I know it's controversial and all, but my preference is still for "cunt" over "pussy" when it comes to informal talk (otherwise I love "vagina" or "vulva", depending on which we're actually talking about!). Which makes me all for reclaiming, I guess, although I don't often do it in a big "activist" way--usually just by changing my terminology to fit my preferences and explaining if questioned. I am sorry if my use of the term offends, although I can't say I'm sorry that I enjoy the word. I think I can blame The Vagina Monologues a little for that, but I also love one-syllable words that end with a hard 't' (or other hard vowels)--makes me rather fond of the abbreviation "clit", too. And, despite how little I use the words, I love "shit" and "fuck" just for the sounds; out of old habits (I've seldom been one to swear much) I have tended to say "shite" (which I also like for the long "i") and "fook"--or "poot", which I started saying at 15 for no good reason and it stuck. Silly things like, "Oh, poot on a stick! Piffle and poot. Goose!" I say the strangest things when most people use expletives...

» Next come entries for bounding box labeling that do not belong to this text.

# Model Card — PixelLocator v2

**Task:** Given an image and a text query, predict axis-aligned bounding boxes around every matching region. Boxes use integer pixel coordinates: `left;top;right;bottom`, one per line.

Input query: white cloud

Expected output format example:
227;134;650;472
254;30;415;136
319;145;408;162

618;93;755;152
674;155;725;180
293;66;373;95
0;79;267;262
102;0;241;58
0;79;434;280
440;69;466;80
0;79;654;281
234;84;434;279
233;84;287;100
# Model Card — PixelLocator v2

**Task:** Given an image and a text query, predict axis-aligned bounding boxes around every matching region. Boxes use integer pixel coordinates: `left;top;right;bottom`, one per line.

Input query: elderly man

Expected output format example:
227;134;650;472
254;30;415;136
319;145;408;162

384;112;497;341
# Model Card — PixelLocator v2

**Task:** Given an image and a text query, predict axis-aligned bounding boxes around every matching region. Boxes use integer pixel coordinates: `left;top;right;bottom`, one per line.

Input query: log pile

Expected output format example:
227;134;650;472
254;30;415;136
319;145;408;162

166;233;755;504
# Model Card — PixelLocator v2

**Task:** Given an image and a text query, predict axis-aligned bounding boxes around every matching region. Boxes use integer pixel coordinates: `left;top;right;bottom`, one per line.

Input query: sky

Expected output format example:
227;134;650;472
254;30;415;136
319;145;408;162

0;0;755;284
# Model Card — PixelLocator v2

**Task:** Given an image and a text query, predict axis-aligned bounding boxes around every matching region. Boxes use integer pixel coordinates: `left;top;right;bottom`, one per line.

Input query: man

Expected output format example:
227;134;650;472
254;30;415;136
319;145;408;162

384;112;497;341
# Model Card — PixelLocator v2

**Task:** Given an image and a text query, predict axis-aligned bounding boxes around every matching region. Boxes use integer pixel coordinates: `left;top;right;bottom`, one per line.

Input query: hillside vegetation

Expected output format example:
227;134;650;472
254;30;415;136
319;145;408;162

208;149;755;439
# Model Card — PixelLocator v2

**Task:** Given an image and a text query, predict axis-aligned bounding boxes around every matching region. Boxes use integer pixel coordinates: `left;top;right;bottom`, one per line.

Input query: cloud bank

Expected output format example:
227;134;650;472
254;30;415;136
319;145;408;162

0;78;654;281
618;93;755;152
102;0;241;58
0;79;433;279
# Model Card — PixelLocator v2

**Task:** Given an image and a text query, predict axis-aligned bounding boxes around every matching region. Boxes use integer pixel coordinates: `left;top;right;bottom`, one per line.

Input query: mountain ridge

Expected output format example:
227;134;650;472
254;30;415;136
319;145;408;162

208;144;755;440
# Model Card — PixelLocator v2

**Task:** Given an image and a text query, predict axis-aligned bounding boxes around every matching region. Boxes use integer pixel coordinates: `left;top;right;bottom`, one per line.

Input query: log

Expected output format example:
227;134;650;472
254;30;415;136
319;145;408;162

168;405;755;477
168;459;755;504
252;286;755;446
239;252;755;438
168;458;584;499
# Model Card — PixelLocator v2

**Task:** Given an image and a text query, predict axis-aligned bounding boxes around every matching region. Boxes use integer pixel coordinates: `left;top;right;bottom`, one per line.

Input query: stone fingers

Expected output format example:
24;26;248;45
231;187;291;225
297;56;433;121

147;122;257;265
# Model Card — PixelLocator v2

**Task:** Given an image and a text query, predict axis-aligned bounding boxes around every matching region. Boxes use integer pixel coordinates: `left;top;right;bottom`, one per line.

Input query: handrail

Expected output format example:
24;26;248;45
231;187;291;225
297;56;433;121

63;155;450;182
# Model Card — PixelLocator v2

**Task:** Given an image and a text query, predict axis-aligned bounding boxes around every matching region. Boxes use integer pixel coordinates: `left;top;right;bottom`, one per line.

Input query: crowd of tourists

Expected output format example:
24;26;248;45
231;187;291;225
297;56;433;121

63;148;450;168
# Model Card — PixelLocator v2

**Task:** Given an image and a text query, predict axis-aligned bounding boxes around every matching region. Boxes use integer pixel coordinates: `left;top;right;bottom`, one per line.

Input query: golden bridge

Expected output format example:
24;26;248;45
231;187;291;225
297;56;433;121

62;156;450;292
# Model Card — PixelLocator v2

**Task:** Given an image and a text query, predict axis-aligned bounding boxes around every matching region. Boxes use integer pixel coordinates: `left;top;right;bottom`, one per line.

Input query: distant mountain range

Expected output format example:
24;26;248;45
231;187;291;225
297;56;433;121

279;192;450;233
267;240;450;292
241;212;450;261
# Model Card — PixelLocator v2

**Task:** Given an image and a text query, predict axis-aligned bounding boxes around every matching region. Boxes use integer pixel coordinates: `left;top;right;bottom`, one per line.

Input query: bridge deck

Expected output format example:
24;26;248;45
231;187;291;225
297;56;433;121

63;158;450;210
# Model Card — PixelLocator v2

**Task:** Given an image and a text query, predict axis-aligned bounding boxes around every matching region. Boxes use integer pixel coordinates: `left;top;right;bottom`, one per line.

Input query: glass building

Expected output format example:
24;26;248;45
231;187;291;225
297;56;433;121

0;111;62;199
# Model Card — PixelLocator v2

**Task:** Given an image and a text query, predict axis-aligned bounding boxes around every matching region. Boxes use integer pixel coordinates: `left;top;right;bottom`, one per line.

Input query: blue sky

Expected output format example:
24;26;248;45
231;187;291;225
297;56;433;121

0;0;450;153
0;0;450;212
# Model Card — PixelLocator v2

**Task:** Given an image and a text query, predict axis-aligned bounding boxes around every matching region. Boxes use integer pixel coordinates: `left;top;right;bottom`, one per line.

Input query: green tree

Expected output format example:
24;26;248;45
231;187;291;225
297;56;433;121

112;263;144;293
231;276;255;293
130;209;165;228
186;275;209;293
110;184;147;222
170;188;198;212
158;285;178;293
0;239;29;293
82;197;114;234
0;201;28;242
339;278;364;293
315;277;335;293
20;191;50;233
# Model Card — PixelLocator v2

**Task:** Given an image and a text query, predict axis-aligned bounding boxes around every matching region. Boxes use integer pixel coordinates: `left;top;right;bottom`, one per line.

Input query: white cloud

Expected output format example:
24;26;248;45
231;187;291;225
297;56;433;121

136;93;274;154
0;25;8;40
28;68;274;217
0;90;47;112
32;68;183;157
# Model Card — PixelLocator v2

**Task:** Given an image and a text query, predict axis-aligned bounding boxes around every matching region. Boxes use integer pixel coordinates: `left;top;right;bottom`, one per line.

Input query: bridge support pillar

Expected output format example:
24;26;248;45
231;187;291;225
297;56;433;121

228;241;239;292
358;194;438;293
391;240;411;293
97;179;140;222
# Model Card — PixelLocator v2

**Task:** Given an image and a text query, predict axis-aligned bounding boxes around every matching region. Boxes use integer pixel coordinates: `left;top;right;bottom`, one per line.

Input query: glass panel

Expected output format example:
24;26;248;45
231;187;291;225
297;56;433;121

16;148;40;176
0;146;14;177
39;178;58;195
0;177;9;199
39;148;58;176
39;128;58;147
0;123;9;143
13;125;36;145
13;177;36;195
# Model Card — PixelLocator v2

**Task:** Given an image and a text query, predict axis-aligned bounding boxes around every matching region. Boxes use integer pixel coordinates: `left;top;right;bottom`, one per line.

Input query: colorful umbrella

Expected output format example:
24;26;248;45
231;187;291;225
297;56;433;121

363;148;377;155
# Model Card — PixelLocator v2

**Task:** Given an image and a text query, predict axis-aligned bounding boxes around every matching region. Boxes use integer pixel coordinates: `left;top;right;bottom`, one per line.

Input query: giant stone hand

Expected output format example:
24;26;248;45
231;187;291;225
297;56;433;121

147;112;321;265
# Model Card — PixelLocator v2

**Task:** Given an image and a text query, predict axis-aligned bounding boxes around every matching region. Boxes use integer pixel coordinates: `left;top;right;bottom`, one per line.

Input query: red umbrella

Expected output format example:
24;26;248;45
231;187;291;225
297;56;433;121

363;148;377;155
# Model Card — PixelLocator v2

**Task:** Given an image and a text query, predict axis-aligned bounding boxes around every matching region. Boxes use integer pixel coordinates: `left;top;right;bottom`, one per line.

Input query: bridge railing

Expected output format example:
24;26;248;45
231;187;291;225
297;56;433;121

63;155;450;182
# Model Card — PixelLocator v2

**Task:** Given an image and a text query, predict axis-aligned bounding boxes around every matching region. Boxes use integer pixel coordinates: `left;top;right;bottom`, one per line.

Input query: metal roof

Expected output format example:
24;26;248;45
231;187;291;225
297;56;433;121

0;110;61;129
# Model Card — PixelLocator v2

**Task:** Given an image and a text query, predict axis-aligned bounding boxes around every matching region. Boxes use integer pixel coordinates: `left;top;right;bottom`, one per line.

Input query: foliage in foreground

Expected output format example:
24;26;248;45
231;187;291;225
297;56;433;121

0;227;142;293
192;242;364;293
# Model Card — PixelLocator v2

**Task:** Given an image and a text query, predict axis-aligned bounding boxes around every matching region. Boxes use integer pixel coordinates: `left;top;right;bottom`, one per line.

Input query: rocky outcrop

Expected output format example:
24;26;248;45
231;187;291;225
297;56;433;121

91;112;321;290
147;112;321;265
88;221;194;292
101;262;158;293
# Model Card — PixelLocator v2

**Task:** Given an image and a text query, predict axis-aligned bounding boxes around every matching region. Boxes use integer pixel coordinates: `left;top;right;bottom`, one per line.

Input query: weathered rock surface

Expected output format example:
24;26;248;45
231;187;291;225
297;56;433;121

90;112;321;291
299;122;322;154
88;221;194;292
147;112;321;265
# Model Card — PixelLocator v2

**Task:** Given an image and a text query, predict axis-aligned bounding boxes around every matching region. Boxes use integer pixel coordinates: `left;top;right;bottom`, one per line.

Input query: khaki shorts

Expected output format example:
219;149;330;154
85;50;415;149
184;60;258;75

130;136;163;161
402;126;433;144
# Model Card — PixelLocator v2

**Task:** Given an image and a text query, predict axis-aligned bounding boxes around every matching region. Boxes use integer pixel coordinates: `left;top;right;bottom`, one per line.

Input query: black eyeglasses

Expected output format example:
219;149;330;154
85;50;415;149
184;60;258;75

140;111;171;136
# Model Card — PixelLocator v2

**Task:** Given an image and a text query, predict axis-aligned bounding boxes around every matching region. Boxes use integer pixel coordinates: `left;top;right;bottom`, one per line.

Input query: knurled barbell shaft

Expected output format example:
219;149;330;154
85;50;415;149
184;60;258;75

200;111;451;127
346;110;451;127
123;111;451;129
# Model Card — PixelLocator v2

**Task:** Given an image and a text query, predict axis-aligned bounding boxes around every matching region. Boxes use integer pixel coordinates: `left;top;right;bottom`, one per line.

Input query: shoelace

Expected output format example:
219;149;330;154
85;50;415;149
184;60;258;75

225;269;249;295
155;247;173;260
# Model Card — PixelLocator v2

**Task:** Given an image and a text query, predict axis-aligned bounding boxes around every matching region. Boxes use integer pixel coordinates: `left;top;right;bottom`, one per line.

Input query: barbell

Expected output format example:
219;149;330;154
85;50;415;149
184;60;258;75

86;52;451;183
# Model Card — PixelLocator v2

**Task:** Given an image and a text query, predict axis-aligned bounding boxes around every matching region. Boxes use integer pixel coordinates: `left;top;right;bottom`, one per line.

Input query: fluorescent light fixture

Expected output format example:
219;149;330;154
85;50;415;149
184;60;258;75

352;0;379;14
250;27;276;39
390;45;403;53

(And, because I'm curious: what are your favourite terms? For anything really, I suppose; I don't tend to think of male terms often, but I think "prick" is probably my favourite. What about euphemisms? What are the funniest you've heard? The most descriptive? The best, most accurate, whatever? Do you love or like the word cunt, or hate or dislike it, or are you generally apathetic? Do you have a favourite? Are they just weeeeerds [words]? What are your favourite cuss-words, or do you not use them? How about favourite words in general--ones that feel nice on your tongue, or make you smile? Onomatopoeias?)

Anyway, now that you've heard enough about my use of pseudo-expletives and my love of certain sounds, I'll reign myself back in:

I love these moments of "it's a small feminist world out there"; they make me smile.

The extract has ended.